Most air passengers arrive via Seattle-Tacoma International Airport (SEA). Note that driving from Seattle requires a 111-mile loop around south Puget Sound or a 56-mile shortcut involving the Seattle-Bainbridge Island ferry. Going car-free? Catch a Dungeness Line shuttle from the terminals or downtown Seattle to Port Townsend. Once you’ve arrived, Jefferson Transit buses cover the area, along with taxis. Visitors arriving from Olympia and locales south of Washington’s capital city can take the scenic Highway 101 to Port Townsend. If you’re arriving from the north, you can catch the Coupeville (Whidbey Island)-Port Townsend ferry.
Visit between mid-July and late August for the most reliably dry, warm and sunny weather. By October, the temperature starts to cool. Expect more of the area’s 180 annual rainy days between then and the beginning of May.

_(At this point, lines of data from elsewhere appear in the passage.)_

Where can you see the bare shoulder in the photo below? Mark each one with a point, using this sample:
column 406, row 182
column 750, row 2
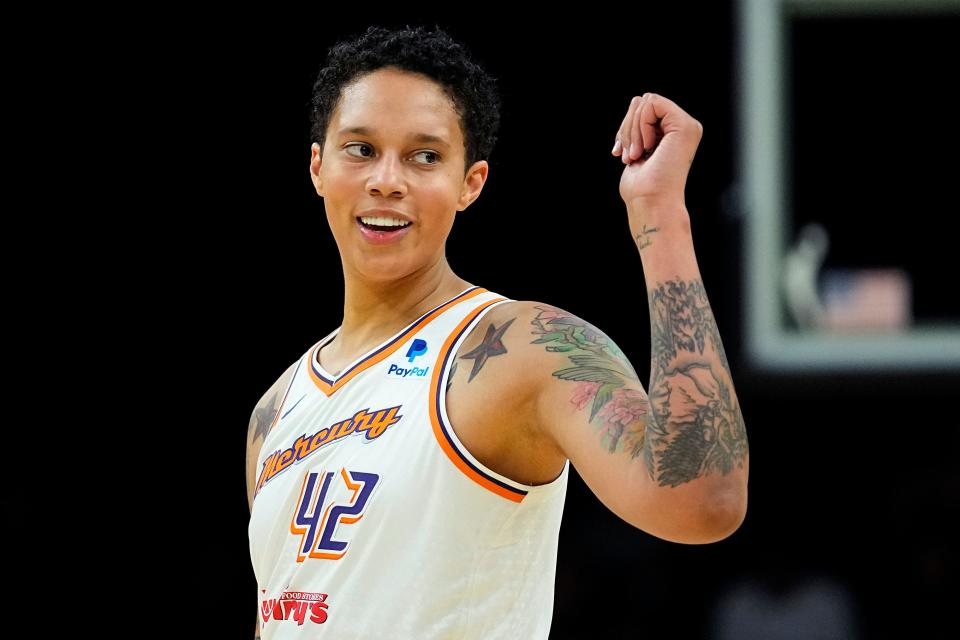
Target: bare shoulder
column 261, row 421
column 542, row 336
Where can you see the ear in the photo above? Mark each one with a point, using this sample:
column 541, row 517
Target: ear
column 472, row 184
column 316, row 160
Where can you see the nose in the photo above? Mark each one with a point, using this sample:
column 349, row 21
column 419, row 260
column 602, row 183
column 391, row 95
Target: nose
column 386, row 177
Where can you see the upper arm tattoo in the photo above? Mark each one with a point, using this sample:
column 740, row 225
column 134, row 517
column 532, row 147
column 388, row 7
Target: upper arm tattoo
column 606, row 381
column 492, row 345
column 263, row 417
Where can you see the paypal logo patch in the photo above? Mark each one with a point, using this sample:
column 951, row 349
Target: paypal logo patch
column 418, row 348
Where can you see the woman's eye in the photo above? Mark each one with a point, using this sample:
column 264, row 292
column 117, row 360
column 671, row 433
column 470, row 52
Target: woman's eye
column 434, row 154
column 349, row 146
column 429, row 153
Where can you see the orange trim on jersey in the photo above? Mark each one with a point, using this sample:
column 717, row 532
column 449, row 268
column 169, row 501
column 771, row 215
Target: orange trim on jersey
column 329, row 389
column 512, row 494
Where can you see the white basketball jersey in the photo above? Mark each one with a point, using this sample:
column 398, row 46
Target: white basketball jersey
column 372, row 520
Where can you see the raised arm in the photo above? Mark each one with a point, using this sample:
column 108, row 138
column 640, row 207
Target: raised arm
column 674, row 463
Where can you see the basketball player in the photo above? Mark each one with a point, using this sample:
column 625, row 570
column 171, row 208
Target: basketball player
column 406, row 475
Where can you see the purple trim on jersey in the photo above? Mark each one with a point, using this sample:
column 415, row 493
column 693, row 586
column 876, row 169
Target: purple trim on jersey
column 446, row 434
column 316, row 358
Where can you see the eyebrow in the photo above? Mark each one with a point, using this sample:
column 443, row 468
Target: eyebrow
column 418, row 137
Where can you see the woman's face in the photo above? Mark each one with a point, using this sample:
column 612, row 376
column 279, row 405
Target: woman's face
column 394, row 142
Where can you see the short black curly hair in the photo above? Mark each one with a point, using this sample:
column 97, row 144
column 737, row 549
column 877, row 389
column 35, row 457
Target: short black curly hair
column 431, row 52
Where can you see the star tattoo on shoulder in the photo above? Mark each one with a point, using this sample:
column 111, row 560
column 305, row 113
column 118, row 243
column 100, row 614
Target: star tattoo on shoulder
column 492, row 345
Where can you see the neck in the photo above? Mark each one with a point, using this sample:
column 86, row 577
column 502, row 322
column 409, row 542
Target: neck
column 375, row 310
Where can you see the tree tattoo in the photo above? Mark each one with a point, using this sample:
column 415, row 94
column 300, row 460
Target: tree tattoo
column 691, row 424
column 643, row 238
column 697, row 426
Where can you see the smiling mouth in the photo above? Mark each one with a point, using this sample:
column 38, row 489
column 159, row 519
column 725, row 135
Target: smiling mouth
column 377, row 227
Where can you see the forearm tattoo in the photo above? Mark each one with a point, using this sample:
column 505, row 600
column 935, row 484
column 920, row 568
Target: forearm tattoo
column 644, row 238
column 697, row 427
column 690, row 424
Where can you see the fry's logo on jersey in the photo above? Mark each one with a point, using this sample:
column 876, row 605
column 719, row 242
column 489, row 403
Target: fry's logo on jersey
column 324, row 504
column 371, row 424
column 294, row 604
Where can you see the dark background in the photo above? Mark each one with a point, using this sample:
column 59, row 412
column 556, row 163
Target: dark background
column 202, row 266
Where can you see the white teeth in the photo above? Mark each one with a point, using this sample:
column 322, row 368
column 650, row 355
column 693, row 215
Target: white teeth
column 384, row 222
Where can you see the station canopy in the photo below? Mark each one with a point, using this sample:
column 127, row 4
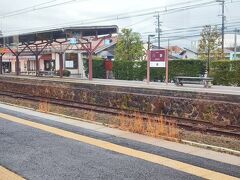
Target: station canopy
column 60, row 33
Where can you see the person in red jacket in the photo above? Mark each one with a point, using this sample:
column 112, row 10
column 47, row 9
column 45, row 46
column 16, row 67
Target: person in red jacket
column 108, row 68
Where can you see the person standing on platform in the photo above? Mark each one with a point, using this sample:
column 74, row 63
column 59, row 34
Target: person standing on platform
column 108, row 68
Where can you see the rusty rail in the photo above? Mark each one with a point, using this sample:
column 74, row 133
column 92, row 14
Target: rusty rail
column 188, row 124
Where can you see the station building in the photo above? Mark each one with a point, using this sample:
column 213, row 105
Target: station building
column 49, row 60
column 56, row 50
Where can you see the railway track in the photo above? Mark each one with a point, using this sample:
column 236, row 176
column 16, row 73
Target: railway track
column 188, row 124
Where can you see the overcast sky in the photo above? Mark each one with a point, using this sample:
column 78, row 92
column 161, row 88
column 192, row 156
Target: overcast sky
column 76, row 13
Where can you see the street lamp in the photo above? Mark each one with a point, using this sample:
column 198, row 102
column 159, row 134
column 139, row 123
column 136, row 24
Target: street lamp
column 149, row 36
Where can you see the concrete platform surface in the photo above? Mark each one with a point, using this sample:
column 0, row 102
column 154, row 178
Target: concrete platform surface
column 93, row 126
column 140, row 84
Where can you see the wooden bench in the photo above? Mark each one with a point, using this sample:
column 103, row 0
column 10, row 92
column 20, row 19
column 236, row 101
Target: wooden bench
column 45, row 73
column 206, row 81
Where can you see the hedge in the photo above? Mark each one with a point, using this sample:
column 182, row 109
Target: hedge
column 223, row 72
column 226, row 73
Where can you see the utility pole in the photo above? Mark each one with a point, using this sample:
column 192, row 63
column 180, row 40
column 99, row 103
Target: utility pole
column 235, row 43
column 158, row 29
column 223, row 23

Port Townsend salutes its rich beer scene with Strange Brewfest in early February and honors its seaport roots with the Victorian Heritage Festival in March. May brings celebrations of wearable art and also the Brinnon ShrimpFest nearby on the Hood Canal, 45 minutes south. In summertime, catch free dock concerts at Pope Marine Plaza and Jazz Port Townsend. In autumn you can catch the West Coast’s biggest wooden boat festival and October’s quirky Kinetic Sculpture Race, where human-powered vehicles tackle traversing sand, mud, and hills, and water.
One of the planet’s longest sand spits sprawls 38 miles west of Port Townsend. To reach it, switchback down a forested bluff, then stretch your legs on the flat five-mile trek to an 1857 lighthouse. The refuge and nearby town of Sequim (“Sqwim”) — known for its lavender farms — make for excellent afternoon excursions from Port Townsend.

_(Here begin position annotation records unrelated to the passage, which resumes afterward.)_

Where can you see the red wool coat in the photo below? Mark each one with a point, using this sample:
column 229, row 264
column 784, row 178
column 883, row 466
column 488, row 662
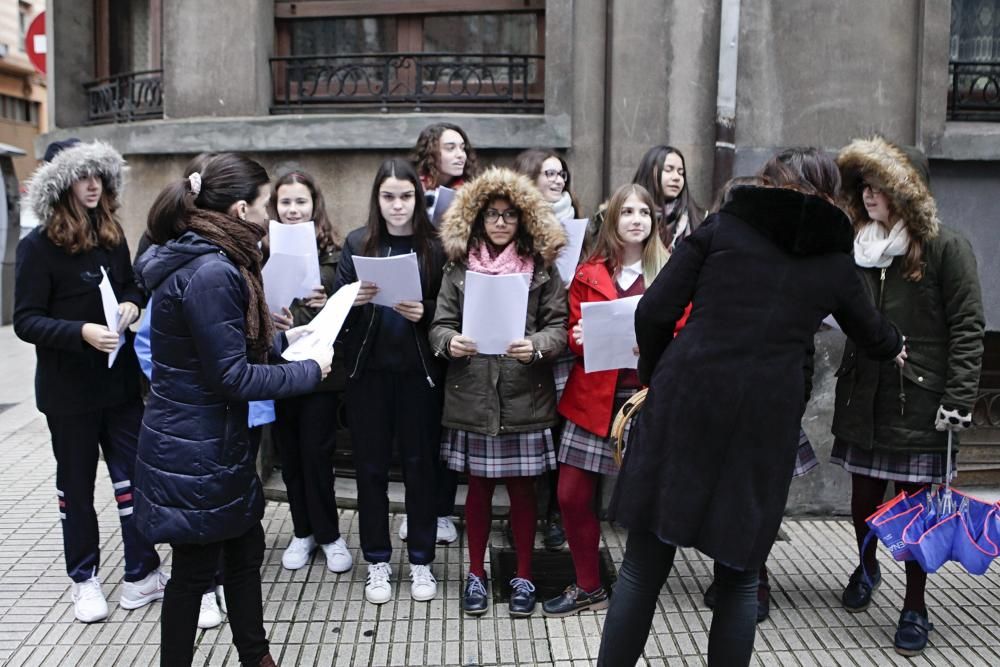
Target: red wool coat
column 589, row 397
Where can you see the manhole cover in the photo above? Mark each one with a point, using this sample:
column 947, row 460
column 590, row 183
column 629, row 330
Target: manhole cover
column 552, row 572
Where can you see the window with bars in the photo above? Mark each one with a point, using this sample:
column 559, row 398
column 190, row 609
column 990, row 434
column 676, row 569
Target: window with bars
column 974, row 60
column 388, row 55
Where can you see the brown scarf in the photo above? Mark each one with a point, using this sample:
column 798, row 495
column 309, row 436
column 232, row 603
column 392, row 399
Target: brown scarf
column 238, row 239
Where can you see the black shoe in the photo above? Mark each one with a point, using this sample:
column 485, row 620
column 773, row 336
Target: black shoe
column 522, row 597
column 763, row 600
column 911, row 634
column 474, row 599
column 574, row 600
column 858, row 594
column 711, row 596
column 555, row 536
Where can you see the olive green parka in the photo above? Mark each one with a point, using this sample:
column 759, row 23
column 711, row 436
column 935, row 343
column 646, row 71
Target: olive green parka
column 878, row 405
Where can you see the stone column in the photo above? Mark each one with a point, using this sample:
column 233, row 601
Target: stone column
column 70, row 60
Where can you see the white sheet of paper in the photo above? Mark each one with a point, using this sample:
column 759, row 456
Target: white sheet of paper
column 569, row 256
column 326, row 326
column 609, row 334
column 441, row 204
column 283, row 278
column 110, row 303
column 398, row 278
column 298, row 240
column 495, row 310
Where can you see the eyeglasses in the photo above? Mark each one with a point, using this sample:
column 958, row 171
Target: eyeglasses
column 511, row 215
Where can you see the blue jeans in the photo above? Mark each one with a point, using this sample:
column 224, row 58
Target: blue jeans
column 633, row 602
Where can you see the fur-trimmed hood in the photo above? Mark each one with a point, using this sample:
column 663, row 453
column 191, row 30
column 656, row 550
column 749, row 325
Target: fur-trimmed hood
column 537, row 217
column 52, row 179
column 902, row 177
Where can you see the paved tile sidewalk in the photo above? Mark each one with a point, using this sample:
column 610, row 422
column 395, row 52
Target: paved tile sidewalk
column 317, row 618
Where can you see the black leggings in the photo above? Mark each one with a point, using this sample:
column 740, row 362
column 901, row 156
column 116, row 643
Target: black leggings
column 643, row 572
column 866, row 495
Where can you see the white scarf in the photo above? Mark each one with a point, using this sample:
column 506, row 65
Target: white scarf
column 564, row 208
column 875, row 248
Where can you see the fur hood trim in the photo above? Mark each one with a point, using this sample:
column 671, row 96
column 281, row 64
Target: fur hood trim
column 52, row 179
column 537, row 217
column 889, row 166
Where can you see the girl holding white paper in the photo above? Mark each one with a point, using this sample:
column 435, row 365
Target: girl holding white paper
column 499, row 409
column 626, row 257
column 306, row 425
column 196, row 483
column 89, row 406
column 443, row 157
column 551, row 175
column 393, row 385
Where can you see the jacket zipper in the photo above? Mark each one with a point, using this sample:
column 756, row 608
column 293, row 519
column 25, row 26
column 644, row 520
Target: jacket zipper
column 423, row 362
column 902, row 390
column 364, row 341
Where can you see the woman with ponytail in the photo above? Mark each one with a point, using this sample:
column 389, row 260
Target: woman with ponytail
column 196, row 482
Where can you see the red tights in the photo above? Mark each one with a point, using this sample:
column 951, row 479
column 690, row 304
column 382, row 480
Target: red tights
column 523, row 516
column 583, row 531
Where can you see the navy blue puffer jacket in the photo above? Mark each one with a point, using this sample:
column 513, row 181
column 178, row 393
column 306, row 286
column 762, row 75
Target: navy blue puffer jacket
column 195, row 478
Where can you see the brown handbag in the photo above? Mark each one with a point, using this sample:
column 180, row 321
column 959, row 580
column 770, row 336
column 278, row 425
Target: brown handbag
column 627, row 412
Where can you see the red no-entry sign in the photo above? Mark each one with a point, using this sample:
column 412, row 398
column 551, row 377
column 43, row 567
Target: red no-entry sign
column 34, row 43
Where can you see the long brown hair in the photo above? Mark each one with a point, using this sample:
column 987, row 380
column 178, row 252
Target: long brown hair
column 326, row 238
column 376, row 229
column 71, row 229
column 428, row 150
column 608, row 245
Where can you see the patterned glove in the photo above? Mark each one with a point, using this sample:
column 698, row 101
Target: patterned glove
column 952, row 419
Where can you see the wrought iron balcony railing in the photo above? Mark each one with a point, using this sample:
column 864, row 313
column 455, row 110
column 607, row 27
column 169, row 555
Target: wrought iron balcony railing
column 408, row 82
column 975, row 91
column 125, row 97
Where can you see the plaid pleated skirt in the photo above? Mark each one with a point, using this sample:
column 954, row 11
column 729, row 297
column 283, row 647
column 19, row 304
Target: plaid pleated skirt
column 895, row 466
column 510, row 455
column 805, row 456
column 582, row 449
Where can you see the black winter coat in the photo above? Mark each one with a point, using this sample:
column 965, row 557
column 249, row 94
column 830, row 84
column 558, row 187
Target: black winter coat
column 711, row 459
column 364, row 319
column 55, row 294
column 196, row 478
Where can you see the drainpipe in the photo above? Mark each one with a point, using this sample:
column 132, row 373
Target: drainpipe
column 609, row 20
column 725, row 101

The Chemakum people first harvested the abundant clams in this scenic spot 17 miles southeast of town. Today the sanctuary — on the western edge of Marrowstone Island — still delights visitors seeking shellfish and crabs (make sure to buy a license from the Washington Department of Fish and Wildlife). Divers and paddlers will also appreciate this off-the-radar destination, which has six picnic tables with stunning vistas of the Olympic Mountains.
Fort Worden State Park harbors this museum and aquarium, along with two miles of coastline — a mix of sand, cobblestones, and dramatic glacial bluffs. The educational nonprofit showcases one of the few full orca skeletons on display in the country, along with exhibits about the Salish Sea ecosystem. In summertime, the center hosts naturalist-led beach walks and wildlife-viewing cruises, including jaunts to see tufted puffins.